Hedge Algorithm

Hedge Algorithm is an algorithm for prediction with expert advice. Initially it was formulated for the different framework, than usual framework for the prediction game.

The outcome space $\Omega=[0,1]^K$. At each step gambler has a capital 1, which he distributes between $K$ of his friends in correspondence with fractions $\gamma_k: \sum_{k=1}^K \gamma_k = 1$. For each step each element $\omega_k$ of the oucome space is the loss of $k$-th gambler's friend, if the gambler gave him all his money. Thus the loss of the gambler is $\sum_{i=1}^K \gamma_k \omega_k$. For the start of the game the weights are initialized by some probability distribution, like $w_k=1\slash{}K$. For each step the protocol of the algorithm is the following for $\beta \in [0,1]$:

- Receive vector $\omega_k$ from the environment.
- Suffer loss $\sum_{i=1}^K \gamma_k \omega_k$.
- Set the new weights to be $w_k := w_k \beta^{\omega_k}$, and normalize them.

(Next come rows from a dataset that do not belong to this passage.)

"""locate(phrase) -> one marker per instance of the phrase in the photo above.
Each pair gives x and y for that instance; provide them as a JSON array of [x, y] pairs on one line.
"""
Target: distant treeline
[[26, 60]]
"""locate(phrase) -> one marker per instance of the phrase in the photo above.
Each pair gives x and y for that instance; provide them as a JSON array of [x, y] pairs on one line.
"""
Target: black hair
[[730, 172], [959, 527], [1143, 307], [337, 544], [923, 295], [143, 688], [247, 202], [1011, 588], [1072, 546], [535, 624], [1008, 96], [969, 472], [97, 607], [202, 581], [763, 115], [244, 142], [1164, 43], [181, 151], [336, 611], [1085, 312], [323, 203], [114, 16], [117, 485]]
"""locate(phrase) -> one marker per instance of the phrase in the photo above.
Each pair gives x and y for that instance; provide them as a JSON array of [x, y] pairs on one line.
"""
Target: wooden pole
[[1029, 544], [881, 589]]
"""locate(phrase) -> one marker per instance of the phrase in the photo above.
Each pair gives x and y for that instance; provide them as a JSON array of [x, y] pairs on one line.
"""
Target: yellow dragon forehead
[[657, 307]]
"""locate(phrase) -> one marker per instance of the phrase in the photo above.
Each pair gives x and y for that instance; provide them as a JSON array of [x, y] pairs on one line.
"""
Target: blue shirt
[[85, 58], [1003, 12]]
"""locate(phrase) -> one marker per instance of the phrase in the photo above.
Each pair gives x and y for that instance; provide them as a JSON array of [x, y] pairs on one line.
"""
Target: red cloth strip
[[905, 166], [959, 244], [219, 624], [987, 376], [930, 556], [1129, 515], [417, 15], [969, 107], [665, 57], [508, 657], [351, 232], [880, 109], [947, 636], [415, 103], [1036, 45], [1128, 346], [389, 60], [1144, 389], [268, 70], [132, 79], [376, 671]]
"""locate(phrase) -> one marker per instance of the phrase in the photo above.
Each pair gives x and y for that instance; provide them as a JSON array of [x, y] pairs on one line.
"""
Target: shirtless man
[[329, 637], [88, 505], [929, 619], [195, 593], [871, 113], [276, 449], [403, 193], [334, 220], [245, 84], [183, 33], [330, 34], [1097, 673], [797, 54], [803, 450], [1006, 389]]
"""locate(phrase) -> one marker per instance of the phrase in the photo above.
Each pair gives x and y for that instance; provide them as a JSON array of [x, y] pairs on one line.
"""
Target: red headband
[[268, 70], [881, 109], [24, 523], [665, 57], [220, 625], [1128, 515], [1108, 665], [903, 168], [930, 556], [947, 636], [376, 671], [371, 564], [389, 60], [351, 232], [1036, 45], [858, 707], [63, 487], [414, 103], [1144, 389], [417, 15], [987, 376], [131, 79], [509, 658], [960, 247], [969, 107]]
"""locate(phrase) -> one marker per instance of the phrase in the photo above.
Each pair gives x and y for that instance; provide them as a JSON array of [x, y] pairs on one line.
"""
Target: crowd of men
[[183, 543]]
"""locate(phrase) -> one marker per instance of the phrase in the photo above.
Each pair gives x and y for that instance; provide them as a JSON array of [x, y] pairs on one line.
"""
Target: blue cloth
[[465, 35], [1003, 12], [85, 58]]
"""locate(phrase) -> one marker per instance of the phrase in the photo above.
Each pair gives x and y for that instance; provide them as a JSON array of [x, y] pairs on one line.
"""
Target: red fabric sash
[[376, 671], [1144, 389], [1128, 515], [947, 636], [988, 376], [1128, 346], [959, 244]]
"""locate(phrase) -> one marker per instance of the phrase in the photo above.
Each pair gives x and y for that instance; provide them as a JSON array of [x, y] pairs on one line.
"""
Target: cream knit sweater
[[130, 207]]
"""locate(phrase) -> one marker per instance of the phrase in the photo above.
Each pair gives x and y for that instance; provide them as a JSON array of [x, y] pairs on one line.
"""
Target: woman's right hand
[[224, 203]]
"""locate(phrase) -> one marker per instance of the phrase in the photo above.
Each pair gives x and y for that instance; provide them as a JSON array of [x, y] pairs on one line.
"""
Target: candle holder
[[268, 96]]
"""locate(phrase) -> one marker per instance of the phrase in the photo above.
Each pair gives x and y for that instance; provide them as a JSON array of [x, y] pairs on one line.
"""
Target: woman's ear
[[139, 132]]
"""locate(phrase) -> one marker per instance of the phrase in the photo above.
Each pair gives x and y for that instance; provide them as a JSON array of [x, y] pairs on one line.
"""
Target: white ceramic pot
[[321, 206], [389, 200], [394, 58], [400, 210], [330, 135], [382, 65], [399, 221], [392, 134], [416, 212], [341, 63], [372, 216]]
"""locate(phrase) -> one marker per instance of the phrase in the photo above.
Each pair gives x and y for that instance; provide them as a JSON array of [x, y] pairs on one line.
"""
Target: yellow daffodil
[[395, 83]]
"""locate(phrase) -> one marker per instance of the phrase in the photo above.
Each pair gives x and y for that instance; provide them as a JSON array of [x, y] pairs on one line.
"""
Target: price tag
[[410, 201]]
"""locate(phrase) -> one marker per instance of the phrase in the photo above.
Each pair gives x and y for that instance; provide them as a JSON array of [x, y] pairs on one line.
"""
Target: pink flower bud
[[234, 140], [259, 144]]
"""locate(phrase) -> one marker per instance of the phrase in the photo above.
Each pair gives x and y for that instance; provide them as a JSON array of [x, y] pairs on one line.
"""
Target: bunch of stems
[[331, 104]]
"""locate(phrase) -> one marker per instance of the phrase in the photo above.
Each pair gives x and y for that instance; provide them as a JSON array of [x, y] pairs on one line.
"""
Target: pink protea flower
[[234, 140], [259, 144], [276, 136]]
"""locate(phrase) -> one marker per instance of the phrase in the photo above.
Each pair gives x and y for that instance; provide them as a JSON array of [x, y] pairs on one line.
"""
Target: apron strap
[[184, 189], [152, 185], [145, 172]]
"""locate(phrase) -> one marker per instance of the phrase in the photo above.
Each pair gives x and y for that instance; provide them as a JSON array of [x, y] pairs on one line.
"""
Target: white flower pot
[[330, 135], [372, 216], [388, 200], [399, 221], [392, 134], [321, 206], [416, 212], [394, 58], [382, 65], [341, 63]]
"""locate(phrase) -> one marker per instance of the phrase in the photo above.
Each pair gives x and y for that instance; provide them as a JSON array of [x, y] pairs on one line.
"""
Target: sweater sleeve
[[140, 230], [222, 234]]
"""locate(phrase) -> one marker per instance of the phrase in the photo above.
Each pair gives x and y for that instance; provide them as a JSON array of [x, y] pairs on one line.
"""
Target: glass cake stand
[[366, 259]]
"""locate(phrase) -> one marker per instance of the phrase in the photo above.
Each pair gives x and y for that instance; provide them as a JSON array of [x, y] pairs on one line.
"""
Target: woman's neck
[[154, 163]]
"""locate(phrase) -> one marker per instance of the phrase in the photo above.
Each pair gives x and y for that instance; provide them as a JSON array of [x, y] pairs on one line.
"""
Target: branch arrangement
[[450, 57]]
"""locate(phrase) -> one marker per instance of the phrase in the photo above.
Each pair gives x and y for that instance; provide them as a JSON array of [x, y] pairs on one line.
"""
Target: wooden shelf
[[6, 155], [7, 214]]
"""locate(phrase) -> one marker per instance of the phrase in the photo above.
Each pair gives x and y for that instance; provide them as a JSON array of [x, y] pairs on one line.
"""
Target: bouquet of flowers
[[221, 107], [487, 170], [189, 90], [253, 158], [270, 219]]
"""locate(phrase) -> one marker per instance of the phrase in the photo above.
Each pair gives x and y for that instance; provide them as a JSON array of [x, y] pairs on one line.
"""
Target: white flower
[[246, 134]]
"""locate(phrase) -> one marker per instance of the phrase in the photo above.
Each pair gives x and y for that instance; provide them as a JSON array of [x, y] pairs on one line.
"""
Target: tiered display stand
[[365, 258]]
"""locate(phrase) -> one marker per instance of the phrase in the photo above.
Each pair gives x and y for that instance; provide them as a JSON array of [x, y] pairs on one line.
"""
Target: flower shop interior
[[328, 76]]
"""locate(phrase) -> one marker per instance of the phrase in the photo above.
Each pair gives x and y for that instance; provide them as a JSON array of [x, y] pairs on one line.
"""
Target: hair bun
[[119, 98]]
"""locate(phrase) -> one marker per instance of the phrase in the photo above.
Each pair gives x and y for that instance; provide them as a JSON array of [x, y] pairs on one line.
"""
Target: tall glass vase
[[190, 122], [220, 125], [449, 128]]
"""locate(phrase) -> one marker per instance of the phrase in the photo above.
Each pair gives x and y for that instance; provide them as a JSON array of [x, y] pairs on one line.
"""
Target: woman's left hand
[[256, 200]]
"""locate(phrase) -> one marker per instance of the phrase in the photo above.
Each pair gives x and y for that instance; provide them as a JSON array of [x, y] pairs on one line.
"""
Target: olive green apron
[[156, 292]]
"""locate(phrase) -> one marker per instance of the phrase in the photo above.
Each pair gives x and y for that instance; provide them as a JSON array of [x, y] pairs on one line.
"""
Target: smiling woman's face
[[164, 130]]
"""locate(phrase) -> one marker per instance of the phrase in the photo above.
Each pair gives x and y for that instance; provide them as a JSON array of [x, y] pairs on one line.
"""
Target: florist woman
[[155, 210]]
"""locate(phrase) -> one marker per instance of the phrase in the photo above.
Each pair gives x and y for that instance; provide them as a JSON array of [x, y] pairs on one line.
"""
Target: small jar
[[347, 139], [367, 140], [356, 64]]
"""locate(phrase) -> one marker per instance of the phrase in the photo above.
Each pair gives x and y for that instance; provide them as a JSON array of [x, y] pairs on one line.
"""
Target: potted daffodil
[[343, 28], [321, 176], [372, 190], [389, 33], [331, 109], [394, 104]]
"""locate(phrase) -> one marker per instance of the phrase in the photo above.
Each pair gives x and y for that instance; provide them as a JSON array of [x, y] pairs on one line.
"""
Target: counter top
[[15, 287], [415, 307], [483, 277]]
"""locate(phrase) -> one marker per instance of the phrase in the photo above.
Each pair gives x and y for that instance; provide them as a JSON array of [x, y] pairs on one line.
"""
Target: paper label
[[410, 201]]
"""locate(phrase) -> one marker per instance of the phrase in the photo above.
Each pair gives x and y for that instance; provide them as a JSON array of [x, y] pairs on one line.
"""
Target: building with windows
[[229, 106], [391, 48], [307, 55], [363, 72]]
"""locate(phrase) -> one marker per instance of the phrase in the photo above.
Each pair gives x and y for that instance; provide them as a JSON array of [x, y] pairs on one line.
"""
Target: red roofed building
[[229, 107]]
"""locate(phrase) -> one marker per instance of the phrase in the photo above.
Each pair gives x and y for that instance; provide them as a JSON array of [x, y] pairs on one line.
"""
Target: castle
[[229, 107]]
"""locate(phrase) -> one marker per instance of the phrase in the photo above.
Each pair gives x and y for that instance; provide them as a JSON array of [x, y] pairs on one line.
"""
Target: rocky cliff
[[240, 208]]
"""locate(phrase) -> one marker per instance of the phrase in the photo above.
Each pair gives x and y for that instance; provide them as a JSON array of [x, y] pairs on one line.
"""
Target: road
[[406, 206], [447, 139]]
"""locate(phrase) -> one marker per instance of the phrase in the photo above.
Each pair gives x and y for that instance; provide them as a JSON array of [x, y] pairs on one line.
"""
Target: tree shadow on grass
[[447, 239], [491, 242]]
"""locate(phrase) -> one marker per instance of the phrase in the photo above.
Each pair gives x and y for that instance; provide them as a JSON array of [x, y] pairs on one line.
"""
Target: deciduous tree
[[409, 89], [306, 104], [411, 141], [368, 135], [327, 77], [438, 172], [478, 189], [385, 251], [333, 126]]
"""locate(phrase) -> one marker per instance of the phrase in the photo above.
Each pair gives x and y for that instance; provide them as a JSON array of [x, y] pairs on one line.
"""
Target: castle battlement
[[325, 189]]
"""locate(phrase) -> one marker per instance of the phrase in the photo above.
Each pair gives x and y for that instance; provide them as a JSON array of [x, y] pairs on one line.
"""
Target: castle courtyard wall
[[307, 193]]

In Freund and Schapire (1997, theorem 2) it is proven that for any sequence of outcomes

\[
  L_T \le \frac{\ln 1\slash{}\beta}{1-\beta} L_T(k) + \frac{\ln K}{1-\beta}
\]

for all $T$ and $k$, where $L_T$ is the loss suffered by the algorithm over the first $T$ trials, and $L_T(k)=\sum_{t=1}^T \omega_k^t$ is the loss (or expected loss) suffered by the $k$th expert over the first $T$ trials.

The inequality above can be improved using Strong Aggregating Algorithm, as in Vovk (1998):

\[
  L_T \le c(\beta) L_T(k) + \frac{c(\beta)}{\ln(1\slash{}\beta)}\ln K,
\]

where $c(\beta)=(\ln \frac{1}{\beta})\slash{}(K \ln \frac{K}{K+\beta-1})$. It is interesting whether it can be improved further.

The same method can be applied if the experts and the algorithm provide the probability distribution over the outcome space, and they suffer the expected loss of a decision randomly selected according to this distribution. In this case the algorithm predicts simply the weighted average of the experts predictions. In this case the loss function should be only bounded (one can compare with Weak Aggregating Algorithm). The theoretical bound for the loss of the Hedge algorithm is

\[
  L_T \le L_T(k)+ \sqrt{2L\ln K} + \ln K
\]

for all $T$ and $k$, where $L_T$ is the loss (or expected loss) suffered by the algorithm over the first $T$ trials, and $L_T(k)$ is the loss (or expected loss) suffered by the $k$th expert over the first $T$ trials. The constant $L$ is a prior upper bound on the loss of the best strategy, that in the worst case is $T\widetilde{L}$, where $\widetilde{L}$ is the bound for the loss used. This algorithm differs from the Weighted Average Algorithm by the learning rate for updating weights. The weights are updated by the rule: $w_k:=w_k \beta^{\lambda_k}$, where $\beta=\frac{1}{1+\sqrt{2 \ln K \slash{}L }}$, and then they are normalized. The bounds for some particular loss functions, like square-loss function, can be easily derived from the bound described above using geometrical inequalities.

Bibliography

  • Yoav Freund and Robert E. Schapire. A decision-theoretic generalization of on-line learning and an application to boosting. Journal of Computer and System Sciences, 55(1):119--139, (1997).
  • Vladimir Vovk. A game of prediction with expert advice. Journal of Computer and System Sciences, 56:153 - 173, 1998.